Kalifat der "angry young men"
9. Juli 2014Die Dschihadisten haben ihren Anführer Abu Bakr al-Baghdadi zum Kalifen und damit zum Nachfolger des islamischen Propheten Mohamed ernannt. Die Fernsehbilder des in rabenschwarze Kleidung gehüllten, einen schwarzen Turban tragenden ISIS-Anführers lösten Befremden aus. Bagdhadi, Chef der ISIS genannten Gruppe sunnitischer Kämpfer im Irak, rief nach den militärischen Erfolgen ein Kalifat aus – zunächst für das von seiner Bewegung beherrschte Gebiet. Für seinen ersten Auftritt in der Öffentlichkeit wählte Bagdhadi eine Moschee im gewaltsam eroberten Mossul. Zufall?

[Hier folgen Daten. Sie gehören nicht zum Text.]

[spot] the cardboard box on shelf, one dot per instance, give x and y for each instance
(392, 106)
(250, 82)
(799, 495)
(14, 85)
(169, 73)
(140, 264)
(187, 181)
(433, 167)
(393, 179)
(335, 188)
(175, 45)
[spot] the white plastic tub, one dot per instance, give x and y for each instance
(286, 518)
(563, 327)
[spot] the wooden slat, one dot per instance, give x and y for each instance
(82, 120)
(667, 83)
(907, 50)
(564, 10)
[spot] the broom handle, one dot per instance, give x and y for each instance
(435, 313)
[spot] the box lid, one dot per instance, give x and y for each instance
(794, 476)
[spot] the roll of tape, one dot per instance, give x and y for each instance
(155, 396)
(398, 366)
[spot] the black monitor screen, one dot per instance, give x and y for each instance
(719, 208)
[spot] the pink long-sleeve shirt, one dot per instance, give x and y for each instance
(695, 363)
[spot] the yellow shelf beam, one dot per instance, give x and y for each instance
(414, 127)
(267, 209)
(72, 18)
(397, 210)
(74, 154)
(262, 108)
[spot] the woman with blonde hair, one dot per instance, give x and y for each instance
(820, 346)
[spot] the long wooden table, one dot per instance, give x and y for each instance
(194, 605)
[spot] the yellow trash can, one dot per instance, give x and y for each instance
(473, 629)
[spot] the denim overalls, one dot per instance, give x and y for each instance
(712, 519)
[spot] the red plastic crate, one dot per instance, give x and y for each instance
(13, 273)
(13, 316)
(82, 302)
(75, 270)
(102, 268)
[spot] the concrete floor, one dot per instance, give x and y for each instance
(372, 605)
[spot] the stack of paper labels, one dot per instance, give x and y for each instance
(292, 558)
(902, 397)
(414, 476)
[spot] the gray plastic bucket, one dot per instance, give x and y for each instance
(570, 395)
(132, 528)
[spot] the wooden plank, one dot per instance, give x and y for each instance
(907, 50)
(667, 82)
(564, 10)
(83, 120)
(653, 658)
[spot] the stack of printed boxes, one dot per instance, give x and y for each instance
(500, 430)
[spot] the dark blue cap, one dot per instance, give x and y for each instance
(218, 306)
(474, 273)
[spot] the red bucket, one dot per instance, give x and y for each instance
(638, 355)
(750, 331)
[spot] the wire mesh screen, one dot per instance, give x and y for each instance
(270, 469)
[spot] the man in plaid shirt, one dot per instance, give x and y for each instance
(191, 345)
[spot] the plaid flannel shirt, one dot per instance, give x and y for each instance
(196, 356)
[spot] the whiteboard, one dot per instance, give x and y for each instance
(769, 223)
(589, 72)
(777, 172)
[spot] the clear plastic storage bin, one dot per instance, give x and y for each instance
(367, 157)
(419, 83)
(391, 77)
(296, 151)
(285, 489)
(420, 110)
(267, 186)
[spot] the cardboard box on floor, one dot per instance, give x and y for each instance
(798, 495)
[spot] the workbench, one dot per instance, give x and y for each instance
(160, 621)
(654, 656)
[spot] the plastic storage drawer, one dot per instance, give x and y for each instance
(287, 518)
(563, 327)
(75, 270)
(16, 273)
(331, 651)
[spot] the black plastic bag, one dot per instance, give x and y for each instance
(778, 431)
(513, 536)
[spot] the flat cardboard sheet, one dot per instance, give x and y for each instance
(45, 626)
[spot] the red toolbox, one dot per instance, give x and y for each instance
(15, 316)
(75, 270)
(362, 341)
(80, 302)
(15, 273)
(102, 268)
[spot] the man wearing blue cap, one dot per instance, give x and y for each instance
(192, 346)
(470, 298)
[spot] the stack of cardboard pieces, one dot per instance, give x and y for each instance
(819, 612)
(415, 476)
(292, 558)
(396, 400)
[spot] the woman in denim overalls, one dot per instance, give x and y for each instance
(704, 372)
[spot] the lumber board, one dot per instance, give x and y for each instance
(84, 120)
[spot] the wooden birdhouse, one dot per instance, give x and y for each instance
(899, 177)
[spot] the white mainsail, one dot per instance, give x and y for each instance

Zunächst kein religiöser Herrschaftsanspruch
Die Anhänger von ISIS sind wahhabitische Muslime, die sich selbst als Salafiten bezeichnen. Sie verfechten eine religiöse Deutung der Welt und machen dabei einen unteilbaren, universalen Anspruch des Islam geltend. "Das ist zunächst mal kein religiöser Herrschaftsanspruch und richtet sich auch nicht gegen andere Religionen", weiß Marco Schöller, Islamwissenschaftler und Mitglied des "Excellenzclusters Religion und Politik" der Universität Münster. "Er richtet sich innerislamisch gegen Regime wie Assad in Syrien oder wie die Maliki-Regierung im Irak." Diese seien, wie auch die kurdische Autonomiebehörde im Nordirak, in den Augen vieler Sunniten völlig diskreditiert. "Gegen den Westen ist es ein Kampf auf ideologischer Ebene", resümiert der Wissenschaftler im Gespräch mit der Deutschen Welle, "aber noch nicht auf einer praktischen Ebene".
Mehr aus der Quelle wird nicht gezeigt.